Empty Nest Eggs
“Pension plans . . . offer no more security against the big bad wolf of old age than the little piggy’s house of straw.”
— Peter Drucker, Harper’s Magazine, 1950
Last week’s move by beverage giant Diageo to transfer 2.5 million barrels of aging whiskey, valued at $645 million, to help plug the deficit faced by its pension fund is the latest sign of a major company scrambling to shore up its shaky retirement system.
Many others, meanwhile, have announced that they will reduce or suspend matching contributions to their employees’ 401-K plans or scale back their more traditional defined-benefit plans. No wonder that only 16% of workers say they’re very confident about having enough money for a comfortable retirement.

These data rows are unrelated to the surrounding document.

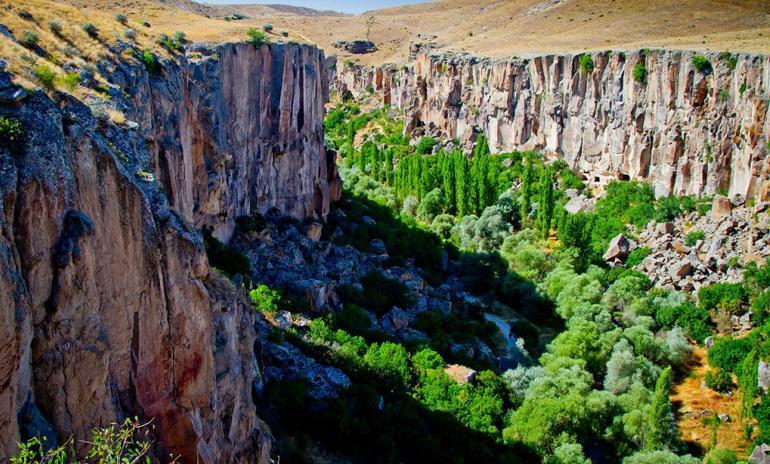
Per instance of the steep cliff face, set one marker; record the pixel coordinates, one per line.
(236, 130)
(108, 307)
(688, 132)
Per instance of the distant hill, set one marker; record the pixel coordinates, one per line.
(483, 27)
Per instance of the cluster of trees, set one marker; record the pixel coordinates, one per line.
(599, 388)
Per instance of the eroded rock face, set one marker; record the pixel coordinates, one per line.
(108, 308)
(686, 131)
(239, 130)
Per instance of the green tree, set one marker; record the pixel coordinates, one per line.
(660, 432)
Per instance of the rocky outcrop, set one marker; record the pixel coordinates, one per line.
(686, 131)
(237, 130)
(108, 307)
(717, 248)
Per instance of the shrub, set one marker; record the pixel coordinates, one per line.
(55, 27)
(586, 64)
(71, 80)
(11, 132)
(719, 380)
(425, 145)
(256, 37)
(151, 63)
(701, 63)
(389, 361)
(91, 29)
(692, 238)
(45, 75)
(636, 257)
(265, 299)
(29, 39)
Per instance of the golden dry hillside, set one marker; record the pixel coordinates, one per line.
(483, 27)
(527, 27)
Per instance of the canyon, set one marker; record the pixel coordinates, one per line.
(686, 131)
(109, 306)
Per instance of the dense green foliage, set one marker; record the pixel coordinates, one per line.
(640, 72)
(701, 63)
(601, 346)
(256, 37)
(129, 442)
(11, 132)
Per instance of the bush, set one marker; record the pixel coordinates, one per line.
(29, 39)
(45, 75)
(692, 238)
(701, 63)
(11, 132)
(265, 299)
(636, 257)
(71, 80)
(55, 27)
(256, 37)
(151, 63)
(389, 361)
(719, 380)
(91, 29)
(586, 64)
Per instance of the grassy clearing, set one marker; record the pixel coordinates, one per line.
(690, 398)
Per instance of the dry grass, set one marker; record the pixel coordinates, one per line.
(690, 400)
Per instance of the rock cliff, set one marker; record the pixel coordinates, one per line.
(686, 131)
(108, 307)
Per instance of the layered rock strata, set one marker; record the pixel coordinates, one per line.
(108, 307)
(687, 131)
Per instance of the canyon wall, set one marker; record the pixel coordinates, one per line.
(686, 131)
(108, 307)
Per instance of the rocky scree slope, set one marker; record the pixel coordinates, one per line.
(687, 131)
(108, 307)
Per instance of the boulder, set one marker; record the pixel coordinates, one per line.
(665, 228)
(575, 205)
(618, 249)
(460, 374)
(378, 247)
(721, 206)
(283, 319)
(680, 270)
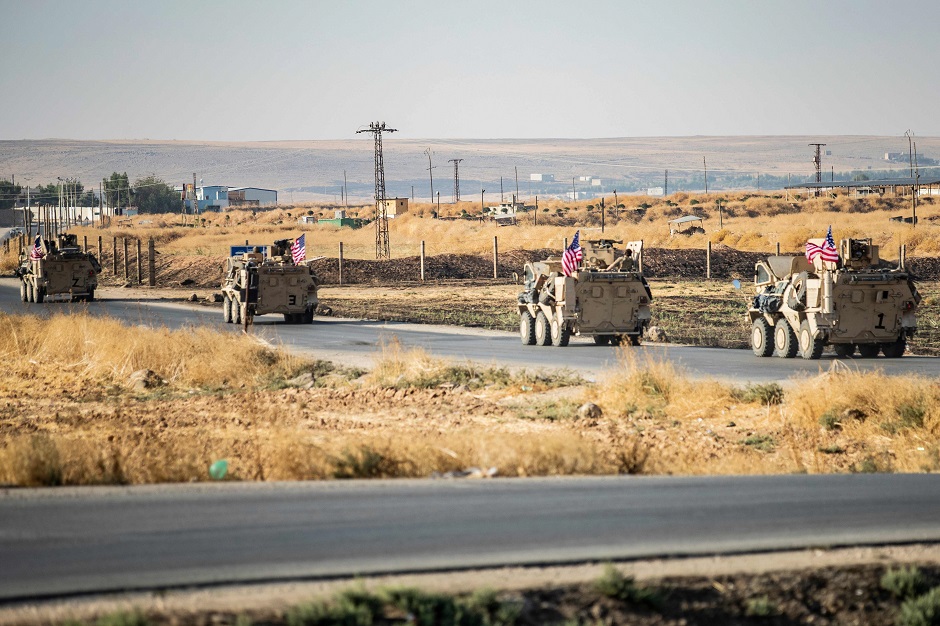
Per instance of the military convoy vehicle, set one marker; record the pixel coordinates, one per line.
(606, 298)
(800, 307)
(57, 269)
(257, 285)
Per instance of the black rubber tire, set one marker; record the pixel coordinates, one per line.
(810, 347)
(786, 344)
(526, 328)
(894, 350)
(543, 331)
(762, 338)
(561, 334)
(844, 350)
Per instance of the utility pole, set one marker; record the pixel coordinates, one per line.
(456, 179)
(706, 175)
(817, 161)
(427, 151)
(381, 211)
(910, 151)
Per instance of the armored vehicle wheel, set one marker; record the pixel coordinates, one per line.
(762, 337)
(844, 350)
(896, 349)
(561, 334)
(810, 347)
(785, 341)
(527, 329)
(543, 333)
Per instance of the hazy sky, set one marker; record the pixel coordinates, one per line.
(283, 69)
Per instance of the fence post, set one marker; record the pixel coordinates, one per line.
(708, 260)
(495, 258)
(152, 257)
(341, 263)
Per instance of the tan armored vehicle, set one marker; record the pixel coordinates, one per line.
(606, 298)
(258, 285)
(800, 307)
(57, 269)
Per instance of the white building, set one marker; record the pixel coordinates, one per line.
(252, 196)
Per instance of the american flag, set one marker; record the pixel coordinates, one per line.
(572, 256)
(827, 251)
(298, 249)
(36, 253)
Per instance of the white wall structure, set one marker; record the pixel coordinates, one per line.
(252, 196)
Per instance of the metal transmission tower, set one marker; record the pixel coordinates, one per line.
(381, 211)
(817, 161)
(456, 179)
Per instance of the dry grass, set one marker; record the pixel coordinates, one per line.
(68, 417)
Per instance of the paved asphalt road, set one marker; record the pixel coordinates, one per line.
(357, 342)
(79, 540)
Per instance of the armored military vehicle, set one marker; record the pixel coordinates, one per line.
(256, 284)
(57, 269)
(606, 298)
(800, 307)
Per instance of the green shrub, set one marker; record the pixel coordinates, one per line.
(764, 443)
(904, 583)
(764, 393)
(761, 606)
(921, 611)
(830, 420)
(615, 585)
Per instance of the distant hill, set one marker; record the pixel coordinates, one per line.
(313, 170)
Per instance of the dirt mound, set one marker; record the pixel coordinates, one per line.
(206, 271)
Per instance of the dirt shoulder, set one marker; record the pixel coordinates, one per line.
(819, 586)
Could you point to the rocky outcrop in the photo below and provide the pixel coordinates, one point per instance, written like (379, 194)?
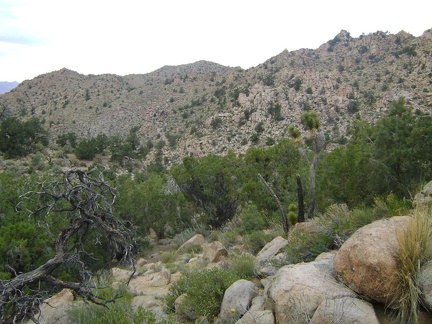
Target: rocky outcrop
(237, 299)
(214, 252)
(367, 261)
(197, 239)
(424, 198)
(266, 259)
(298, 290)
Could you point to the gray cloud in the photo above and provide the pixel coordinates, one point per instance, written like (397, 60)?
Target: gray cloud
(20, 39)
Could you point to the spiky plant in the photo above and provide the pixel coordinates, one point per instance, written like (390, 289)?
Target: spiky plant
(415, 250)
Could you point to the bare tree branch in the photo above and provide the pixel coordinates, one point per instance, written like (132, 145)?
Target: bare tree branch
(86, 201)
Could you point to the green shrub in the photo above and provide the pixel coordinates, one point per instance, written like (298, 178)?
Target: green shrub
(415, 250)
(168, 257)
(204, 289)
(251, 219)
(244, 266)
(119, 312)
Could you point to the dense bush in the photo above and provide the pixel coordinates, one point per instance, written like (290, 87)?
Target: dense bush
(18, 139)
(204, 290)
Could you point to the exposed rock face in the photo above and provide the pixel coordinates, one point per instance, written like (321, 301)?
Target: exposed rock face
(345, 310)
(367, 261)
(425, 284)
(424, 198)
(341, 77)
(237, 299)
(214, 252)
(298, 290)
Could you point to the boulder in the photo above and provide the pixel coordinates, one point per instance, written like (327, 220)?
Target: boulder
(298, 290)
(54, 310)
(425, 284)
(161, 278)
(237, 299)
(424, 198)
(182, 310)
(214, 252)
(345, 310)
(367, 261)
(121, 274)
(259, 316)
(198, 239)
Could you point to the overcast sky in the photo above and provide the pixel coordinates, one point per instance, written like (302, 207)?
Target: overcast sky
(140, 36)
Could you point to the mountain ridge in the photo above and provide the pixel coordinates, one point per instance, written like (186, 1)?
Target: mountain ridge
(210, 108)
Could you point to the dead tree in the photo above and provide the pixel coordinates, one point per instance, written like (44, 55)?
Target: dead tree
(86, 201)
(285, 223)
(300, 200)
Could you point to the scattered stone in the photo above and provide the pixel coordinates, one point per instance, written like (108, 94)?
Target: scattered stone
(345, 310)
(424, 198)
(121, 274)
(267, 255)
(214, 252)
(367, 261)
(198, 239)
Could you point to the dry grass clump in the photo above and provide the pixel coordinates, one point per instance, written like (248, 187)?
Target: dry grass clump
(415, 250)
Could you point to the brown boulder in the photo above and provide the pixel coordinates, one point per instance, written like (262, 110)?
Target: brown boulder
(367, 261)
(214, 252)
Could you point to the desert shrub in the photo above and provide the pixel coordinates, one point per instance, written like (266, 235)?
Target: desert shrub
(255, 241)
(194, 249)
(415, 250)
(204, 289)
(169, 257)
(119, 312)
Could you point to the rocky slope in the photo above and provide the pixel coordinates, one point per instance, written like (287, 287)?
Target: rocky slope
(204, 107)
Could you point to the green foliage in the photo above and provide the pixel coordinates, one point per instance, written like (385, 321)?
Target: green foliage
(305, 247)
(24, 243)
(210, 183)
(391, 156)
(278, 165)
(18, 139)
(204, 289)
(154, 202)
(311, 120)
(67, 139)
(415, 250)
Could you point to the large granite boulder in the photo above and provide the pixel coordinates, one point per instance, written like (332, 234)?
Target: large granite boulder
(237, 299)
(298, 290)
(367, 262)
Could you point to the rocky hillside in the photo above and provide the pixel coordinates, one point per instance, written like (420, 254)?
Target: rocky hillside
(7, 86)
(205, 107)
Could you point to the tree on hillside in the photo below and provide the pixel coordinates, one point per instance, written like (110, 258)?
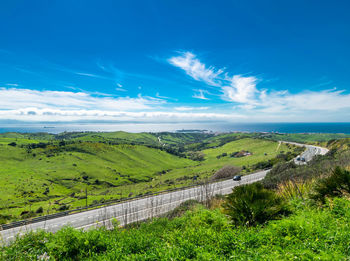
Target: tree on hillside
(252, 204)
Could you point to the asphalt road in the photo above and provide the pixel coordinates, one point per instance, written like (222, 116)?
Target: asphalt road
(145, 208)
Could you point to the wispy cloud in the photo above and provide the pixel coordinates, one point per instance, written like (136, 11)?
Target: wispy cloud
(12, 98)
(243, 92)
(89, 75)
(200, 94)
(188, 62)
(188, 108)
(34, 105)
(12, 84)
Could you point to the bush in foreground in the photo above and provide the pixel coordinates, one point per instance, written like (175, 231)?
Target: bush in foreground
(336, 185)
(252, 204)
(308, 234)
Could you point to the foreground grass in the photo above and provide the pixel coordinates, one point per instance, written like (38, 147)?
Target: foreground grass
(202, 234)
(55, 178)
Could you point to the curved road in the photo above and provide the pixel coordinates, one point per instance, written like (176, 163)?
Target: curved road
(145, 208)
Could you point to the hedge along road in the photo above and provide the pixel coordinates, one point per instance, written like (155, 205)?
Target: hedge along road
(144, 208)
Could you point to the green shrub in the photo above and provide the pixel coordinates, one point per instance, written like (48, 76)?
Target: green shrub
(335, 185)
(252, 204)
(39, 210)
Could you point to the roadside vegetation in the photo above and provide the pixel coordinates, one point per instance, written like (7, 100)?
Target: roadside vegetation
(44, 173)
(252, 223)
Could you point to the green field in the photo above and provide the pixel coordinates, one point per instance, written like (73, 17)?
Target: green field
(56, 172)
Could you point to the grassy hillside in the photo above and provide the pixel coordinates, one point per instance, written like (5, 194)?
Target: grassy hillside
(310, 233)
(30, 178)
(57, 172)
(261, 150)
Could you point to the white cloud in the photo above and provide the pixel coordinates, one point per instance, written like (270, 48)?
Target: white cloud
(200, 95)
(194, 68)
(187, 108)
(34, 105)
(236, 88)
(13, 98)
(12, 84)
(242, 91)
(88, 74)
(34, 114)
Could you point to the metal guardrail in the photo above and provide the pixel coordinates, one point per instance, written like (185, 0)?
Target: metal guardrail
(90, 207)
(108, 203)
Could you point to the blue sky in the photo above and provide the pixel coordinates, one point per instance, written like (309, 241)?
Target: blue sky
(174, 61)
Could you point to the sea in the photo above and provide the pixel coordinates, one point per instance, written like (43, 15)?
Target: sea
(324, 127)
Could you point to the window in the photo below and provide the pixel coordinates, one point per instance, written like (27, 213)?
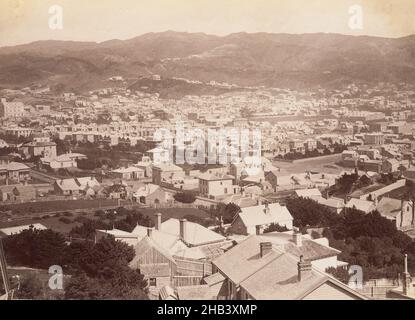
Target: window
(152, 282)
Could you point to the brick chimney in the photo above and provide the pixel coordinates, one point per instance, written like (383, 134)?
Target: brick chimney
(183, 235)
(158, 221)
(265, 248)
(304, 269)
(149, 232)
(298, 238)
(258, 230)
(406, 278)
(266, 208)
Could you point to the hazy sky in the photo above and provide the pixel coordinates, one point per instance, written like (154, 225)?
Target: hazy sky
(23, 21)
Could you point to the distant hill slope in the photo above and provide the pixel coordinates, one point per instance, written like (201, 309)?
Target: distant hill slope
(277, 60)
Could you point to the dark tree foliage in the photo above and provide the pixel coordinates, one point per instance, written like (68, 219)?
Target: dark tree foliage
(30, 288)
(132, 218)
(368, 240)
(35, 248)
(225, 211)
(99, 271)
(309, 213)
(185, 197)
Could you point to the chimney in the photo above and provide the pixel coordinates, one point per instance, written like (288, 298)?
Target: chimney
(265, 248)
(258, 230)
(266, 208)
(183, 235)
(298, 239)
(158, 221)
(304, 269)
(413, 212)
(149, 232)
(406, 278)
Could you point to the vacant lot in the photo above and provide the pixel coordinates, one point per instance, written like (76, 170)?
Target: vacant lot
(54, 221)
(320, 164)
(28, 208)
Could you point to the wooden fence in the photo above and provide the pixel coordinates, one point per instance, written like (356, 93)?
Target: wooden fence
(188, 267)
(182, 281)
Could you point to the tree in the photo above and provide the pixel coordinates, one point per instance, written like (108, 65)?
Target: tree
(35, 248)
(185, 197)
(30, 288)
(275, 227)
(226, 212)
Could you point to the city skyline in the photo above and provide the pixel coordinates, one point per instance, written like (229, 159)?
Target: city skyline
(22, 22)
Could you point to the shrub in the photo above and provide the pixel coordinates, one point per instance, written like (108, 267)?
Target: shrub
(65, 220)
(185, 197)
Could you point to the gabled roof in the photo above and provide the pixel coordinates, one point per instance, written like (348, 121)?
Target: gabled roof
(362, 205)
(15, 230)
(196, 234)
(257, 215)
(146, 244)
(306, 193)
(164, 240)
(311, 250)
(68, 185)
(215, 177)
(14, 166)
(243, 260)
(389, 207)
(273, 276)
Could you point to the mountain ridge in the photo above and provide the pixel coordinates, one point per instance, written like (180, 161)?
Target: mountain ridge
(248, 59)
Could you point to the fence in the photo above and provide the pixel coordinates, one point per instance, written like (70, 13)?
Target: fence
(188, 267)
(182, 281)
(379, 288)
(389, 188)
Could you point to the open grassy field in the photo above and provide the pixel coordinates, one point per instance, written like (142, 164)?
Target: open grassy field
(54, 221)
(319, 164)
(56, 206)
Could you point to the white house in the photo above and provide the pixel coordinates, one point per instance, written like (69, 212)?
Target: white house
(253, 220)
(216, 185)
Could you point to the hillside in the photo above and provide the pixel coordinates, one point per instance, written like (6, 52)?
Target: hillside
(275, 60)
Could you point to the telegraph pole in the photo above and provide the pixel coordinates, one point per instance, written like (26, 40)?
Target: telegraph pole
(3, 268)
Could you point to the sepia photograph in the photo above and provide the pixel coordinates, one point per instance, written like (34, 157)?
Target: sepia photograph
(225, 152)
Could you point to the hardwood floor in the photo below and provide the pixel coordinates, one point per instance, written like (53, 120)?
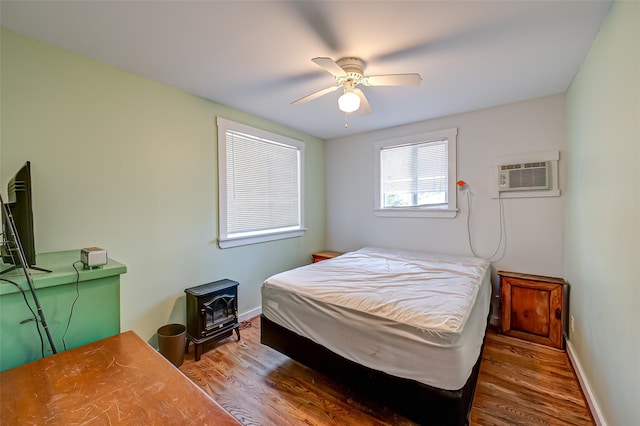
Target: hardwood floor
(520, 383)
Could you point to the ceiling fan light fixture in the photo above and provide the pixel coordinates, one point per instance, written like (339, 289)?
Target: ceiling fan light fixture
(349, 101)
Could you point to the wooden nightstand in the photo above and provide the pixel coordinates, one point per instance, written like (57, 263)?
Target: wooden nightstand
(324, 255)
(532, 307)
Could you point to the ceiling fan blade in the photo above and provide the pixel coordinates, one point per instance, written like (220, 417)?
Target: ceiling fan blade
(315, 95)
(392, 80)
(365, 108)
(330, 65)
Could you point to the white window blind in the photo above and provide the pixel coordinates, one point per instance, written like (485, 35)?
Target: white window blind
(260, 186)
(416, 175)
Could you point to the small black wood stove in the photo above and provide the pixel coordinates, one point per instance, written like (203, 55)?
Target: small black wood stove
(212, 313)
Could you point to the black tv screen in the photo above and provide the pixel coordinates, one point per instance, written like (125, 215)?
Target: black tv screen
(21, 207)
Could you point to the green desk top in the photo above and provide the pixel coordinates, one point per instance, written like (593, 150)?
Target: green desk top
(61, 263)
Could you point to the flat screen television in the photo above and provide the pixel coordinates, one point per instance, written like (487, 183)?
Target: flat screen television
(19, 203)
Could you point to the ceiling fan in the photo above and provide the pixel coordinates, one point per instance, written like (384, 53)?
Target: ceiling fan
(349, 73)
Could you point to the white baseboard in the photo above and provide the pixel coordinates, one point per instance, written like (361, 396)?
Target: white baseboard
(586, 388)
(250, 314)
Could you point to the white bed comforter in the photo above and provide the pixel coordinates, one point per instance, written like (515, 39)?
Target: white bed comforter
(395, 311)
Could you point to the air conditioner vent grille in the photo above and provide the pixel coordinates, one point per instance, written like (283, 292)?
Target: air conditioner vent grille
(524, 176)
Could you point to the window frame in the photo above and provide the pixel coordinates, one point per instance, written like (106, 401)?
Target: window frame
(227, 239)
(449, 210)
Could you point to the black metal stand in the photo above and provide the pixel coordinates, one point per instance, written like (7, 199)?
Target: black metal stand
(13, 238)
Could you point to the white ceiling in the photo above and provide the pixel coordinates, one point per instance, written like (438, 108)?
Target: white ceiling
(256, 55)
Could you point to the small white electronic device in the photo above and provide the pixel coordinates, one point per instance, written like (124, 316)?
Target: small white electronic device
(93, 256)
(524, 176)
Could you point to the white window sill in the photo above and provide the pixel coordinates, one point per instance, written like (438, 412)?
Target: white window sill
(434, 213)
(242, 241)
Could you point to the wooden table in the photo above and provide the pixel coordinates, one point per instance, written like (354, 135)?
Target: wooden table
(117, 380)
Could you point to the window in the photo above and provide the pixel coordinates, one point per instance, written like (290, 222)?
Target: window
(260, 185)
(416, 175)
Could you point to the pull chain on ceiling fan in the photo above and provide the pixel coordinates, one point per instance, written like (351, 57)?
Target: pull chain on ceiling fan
(349, 73)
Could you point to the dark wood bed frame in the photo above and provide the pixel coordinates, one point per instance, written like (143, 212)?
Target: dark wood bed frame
(421, 403)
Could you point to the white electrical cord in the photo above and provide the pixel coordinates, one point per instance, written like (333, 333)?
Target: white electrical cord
(501, 208)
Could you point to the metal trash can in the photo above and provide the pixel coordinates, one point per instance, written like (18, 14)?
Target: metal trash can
(171, 342)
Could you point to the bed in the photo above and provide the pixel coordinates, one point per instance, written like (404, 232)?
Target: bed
(402, 328)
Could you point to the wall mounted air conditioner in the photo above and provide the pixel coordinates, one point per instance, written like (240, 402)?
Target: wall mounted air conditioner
(524, 176)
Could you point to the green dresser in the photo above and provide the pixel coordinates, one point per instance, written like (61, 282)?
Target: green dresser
(96, 313)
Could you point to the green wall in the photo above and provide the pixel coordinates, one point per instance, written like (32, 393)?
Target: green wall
(130, 165)
(602, 259)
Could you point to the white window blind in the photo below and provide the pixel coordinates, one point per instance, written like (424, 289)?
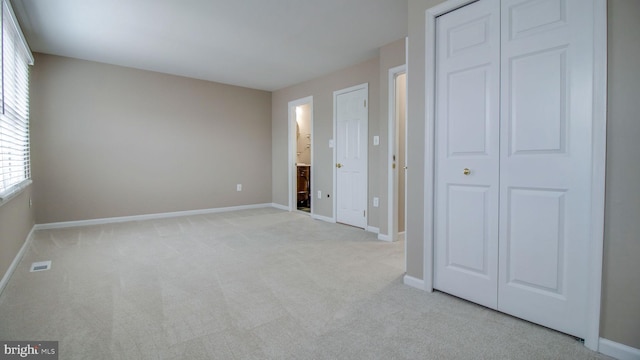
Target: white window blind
(14, 110)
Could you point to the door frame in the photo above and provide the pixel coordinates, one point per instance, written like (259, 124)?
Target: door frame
(599, 127)
(336, 93)
(293, 146)
(393, 178)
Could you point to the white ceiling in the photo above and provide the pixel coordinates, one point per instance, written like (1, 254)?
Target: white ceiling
(261, 44)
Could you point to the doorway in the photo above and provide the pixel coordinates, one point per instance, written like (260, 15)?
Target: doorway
(351, 118)
(301, 155)
(397, 152)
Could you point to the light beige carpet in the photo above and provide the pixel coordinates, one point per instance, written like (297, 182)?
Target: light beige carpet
(256, 284)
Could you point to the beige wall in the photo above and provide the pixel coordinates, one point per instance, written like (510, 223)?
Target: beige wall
(391, 55)
(620, 319)
(16, 220)
(322, 171)
(375, 73)
(621, 276)
(110, 141)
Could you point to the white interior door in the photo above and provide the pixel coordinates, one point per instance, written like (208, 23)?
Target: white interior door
(351, 156)
(545, 161)
(467, 152)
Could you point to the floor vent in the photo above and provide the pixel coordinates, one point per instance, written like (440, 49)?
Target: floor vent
(41, 266)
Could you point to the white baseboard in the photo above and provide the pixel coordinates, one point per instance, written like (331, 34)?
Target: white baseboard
(617, 350)
(323, 218)
(413, 282)
(384, 237)
(280, 206)
(16, 260)
(68, 224)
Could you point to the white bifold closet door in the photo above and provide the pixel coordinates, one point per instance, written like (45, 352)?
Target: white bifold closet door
(513, 157)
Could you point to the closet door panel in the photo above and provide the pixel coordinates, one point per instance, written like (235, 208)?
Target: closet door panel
(467, 137)
(546, 68)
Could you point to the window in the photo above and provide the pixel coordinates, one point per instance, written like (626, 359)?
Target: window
(15, 172)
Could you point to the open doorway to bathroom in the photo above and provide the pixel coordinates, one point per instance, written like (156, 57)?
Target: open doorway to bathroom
(301, 155)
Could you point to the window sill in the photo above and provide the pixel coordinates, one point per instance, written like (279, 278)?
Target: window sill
(14, 191)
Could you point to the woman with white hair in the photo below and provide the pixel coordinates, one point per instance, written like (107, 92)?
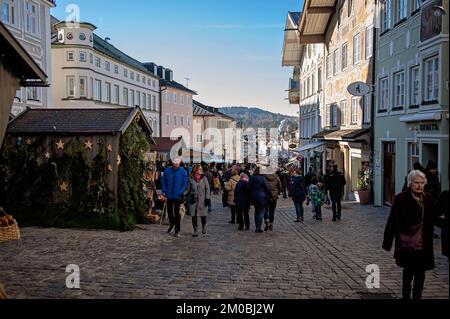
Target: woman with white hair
(411, 223)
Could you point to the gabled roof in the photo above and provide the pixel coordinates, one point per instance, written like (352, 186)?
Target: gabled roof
(165, 144)
(76, 121)
(201, 109)
(178, 86)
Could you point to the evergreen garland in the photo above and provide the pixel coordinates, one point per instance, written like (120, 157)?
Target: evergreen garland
(131, 197)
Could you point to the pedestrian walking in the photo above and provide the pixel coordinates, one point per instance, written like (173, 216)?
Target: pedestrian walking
(174, 185)
(298, 194)
(411, 224)
(260, 195)
(243, 200)
(229, 188)
(317, 198)
(336, 184)
(441, 208)
(276, 188)
(210, 178)
(199, 199)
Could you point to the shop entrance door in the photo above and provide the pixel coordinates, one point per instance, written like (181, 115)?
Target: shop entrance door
(389, 173)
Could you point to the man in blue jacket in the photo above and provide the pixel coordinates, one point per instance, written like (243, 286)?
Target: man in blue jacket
(174, 185)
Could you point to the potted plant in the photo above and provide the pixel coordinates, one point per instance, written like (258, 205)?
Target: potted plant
(364, 187)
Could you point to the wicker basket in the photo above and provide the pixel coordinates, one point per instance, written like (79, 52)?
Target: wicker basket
(10, 232)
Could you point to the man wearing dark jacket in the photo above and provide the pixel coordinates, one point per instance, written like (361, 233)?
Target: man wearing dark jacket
(275, 187)
(174, 185)
(336, 183)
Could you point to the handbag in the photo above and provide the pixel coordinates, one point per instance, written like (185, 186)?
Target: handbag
(411, 239)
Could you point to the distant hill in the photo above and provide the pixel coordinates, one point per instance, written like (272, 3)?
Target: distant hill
(257, 118)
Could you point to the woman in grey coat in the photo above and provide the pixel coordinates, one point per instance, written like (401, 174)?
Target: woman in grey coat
(198, 199)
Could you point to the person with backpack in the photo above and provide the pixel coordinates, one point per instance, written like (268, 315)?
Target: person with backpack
(317, 197)
(298, 194)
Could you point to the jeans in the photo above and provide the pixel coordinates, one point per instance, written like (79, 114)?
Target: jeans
(269, 214)
(317, 211)
(299, 210)
(195, 222)
(243, 218)
(173, 210)
(336, 205)
(419, 279)
(259, 216)
(233, 213)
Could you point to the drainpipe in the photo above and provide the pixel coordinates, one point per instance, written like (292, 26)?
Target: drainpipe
(372, 109)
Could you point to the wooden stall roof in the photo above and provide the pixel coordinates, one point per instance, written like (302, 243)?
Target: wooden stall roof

As a student of corporate finance and demographics, Peter Drucker saw such dangers looming a long time ago, warning as early as 1950 that “the security which the new pensions contracts promise the old and aging employee will prove to be mere ‘pie in the sky.’” By 2001, he noted that, “young and middle-aged people at work suspect that there will not be enough pension money to go round when they themselves reach traditional retirement age.”
In this edition of Drucker Apps, we invite you to join our conversation about the future of retirement security. Weighing in will be bestselling author Roger Lowenstein, whose book While America Aged examines the pension crisis; human resources consultant Ed Gubman; former U.S. Treasury official and director of the Center for Retirement Research at Boston College Alicia Munnell; and others with insights into the issue.
We open things up with this question: How confident are you that you will see your full pension—and, if you’re worried about it, how do you think you’ll make ends meet in your old age?